Others suggested the app, which Mr Fuller said could be overseen by a private firm, could be vulnerable to hackers, who could make users’ record of sexual partners public.

NSW Premier Gladys Berejiklian declined to comment on Mr Fuller’s idea as she hadn’t “had time to digest exactly what he’s proposing”.

Labor shadow minister for women Tanya Plibersek told reporters though raising the complications of consent in the legal system was admirable, it failed to address key issues behind rising sexual assault numbers.
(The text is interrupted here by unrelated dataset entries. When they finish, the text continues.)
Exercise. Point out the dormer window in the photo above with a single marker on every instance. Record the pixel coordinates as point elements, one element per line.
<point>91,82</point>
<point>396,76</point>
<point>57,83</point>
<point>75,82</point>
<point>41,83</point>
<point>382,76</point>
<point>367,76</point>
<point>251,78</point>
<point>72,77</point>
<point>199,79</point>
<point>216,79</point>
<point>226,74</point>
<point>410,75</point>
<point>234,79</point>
“I think we really need to be teaching consent to our kids, as part of a respectful relationship program that’s age-appropriate, in our schools, in our homes,” Ms Plibersek said.

And NSW Greens MP Jenny Leong went one step further.

“We need consent law reform, we need holistic consent education, we need to stop men feeling they are entitled to whatever they want, we need an independent complaints process, we need justice. We need equality. We do not need an app!” Ms Leong said.

Catherine Lumby, a professor at Sydney University who specialises in ethics and accountability, told the ABC Mr Fuller’s concept was “naive”.

“The answer isn’t letting technology solving our problems,” she said.

Mr Fuller’s proposal echoes an app rolled out in Denmark last month, which has currently had fewer than 5000 downloads, and comes just one week after he called for an overhaul in NSW’s consent laws.

“There needs to be a line drawn in the sand in terms of what consent is and I think it needs to be a better criminal definition around that,” Mr Fuller told a state budget estimates hearing.